Field of the Invention
One or more embodiments of the present invention relate to a positive active material for a lithium secondary battery, a method of preparing the same, and a lithium secondary battery including the positive active material.
Description of the Related Art
Representative rechargeable secondary batteries are lead-acid batteries, nickel hydrogen batteries, lithium secondary batteries, and the like. In particular, lithium secondary batteries have no memory effect in which they may lose energy capacity if charged when not fully discharged, have a high energy density per unit weight because Li is the lightest of all metals, have an electromotive force of 3.6 V, which is three times greater than that of nickel-based batteries, and are easily miniaturized. Due to these characteristics, lithium secondary batteries are widely used in mobile products, notebooks, electric tools, and the like, and are also expected to be used in hybrid electric vehicles (HEVs) in the future.
A lithium secondary battery includes a positive electrode, a negative electrode, a separator, and an electrolyte. When the lithium secondary battery is charged, lithium ions are deintercalated from the positive electrode and then move to the negative electrode. On the other hand, when the lithium secondary battery is discharged, lithium ions are deintercalated from the negative electrode and return to the positive electrode, in this regard, the electrodes or the electrolyte do or does not undergo a chemical reaction.
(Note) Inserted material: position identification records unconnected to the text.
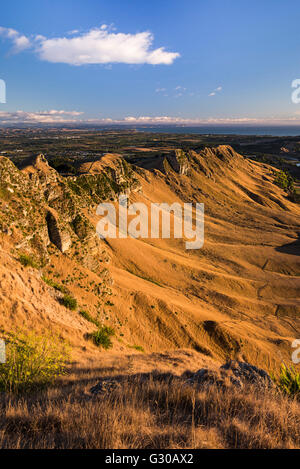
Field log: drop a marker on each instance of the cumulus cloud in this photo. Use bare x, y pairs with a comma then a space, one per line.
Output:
97, 46
20, 42
217, 90
75, 117
43, 117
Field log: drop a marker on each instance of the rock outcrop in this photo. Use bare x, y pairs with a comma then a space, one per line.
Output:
58, 234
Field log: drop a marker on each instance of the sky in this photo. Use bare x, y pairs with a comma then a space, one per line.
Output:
158, 61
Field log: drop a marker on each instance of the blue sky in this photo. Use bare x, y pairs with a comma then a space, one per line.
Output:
150, 61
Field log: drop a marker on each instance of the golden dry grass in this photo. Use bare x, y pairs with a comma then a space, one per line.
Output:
153, 410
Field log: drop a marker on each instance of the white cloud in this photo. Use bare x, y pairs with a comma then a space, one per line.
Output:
217, 90
20, 42
43, 117
75, 117
97, 46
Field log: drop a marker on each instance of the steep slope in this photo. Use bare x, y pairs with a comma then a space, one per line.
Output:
237, 296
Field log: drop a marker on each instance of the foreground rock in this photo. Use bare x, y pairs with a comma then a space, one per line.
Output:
233, 373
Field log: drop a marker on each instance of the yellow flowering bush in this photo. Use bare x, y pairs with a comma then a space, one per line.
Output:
32, 361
Currently, a lithium cobalt oxide, i.e., LiCoO2 (hereinafter, referred to as “LCO”) is used most widely as a positive active material of a lithium secondary battery. However, due to local distribution and scarcity of cobalt resources, manufacturing costs increase and a stable supply of the cobalt resources is difficult. To address these problems, research into a material for replacing the cobalt material has been actively conducted. A nickel-based composite oxide, such as nickel-manganese-cobalt (NMC), is a candidate material that overcomes the limitations, such as costs, stability, capacity, and the like, of materials, such as LCO, LNO(LiNiO2), or LMO(Li2MnO3), and research into the candidate material has recently been conducted actively.
However, known nickel-based composite oxides have no satisfactory capacity and stability and thus there is still room for improvement.